Not being known to date as a conformist, tango – the dance – was a topic I was keen to avoid today. But finding out that the partner dance, originating in the nineteenth century in South America, was included in the UNESCO Intangible Cultural Heritage List in 2009, could not pass without a mention.
In 1998, an Argentine tango film was released, written and directed by Carlos Saura, with the plot centring around a middle-aged theatre director in Buenos Aires. Seeking distraction when his girlfriend leaves him, he throws himself into his next project, a musical about the tango. Imaginatively titled Tango, the film was issued on DVD in 1999 in Spanish with English subtitles.
As well as being a dance, Tango is also a soft drink, now primarily sold in the UK, Ireland and a few other European countries, such as Sweden, Norway and Hungary. As of August 2011, the flavours available in the United Kingdom were orange, apple, cherry and citrus.

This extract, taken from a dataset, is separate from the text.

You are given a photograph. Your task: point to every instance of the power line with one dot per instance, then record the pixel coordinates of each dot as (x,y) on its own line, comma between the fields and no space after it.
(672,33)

Advertisements for Tango attracted attention in the 1990s when they became well known for their eccentricity. The advertisements arguably became more talked-about than the product itself and manufacturer Britvic considers the drink to be “probably most famous for its successful and innovative marketing campaigns”. The drink’s first campaign introduced the catchphrase “You know when you’ve been Tango’d“, produced by advertising agency HHCL (Howell Henry Chaldecott Lury & Partners). Who doesn’t remember that?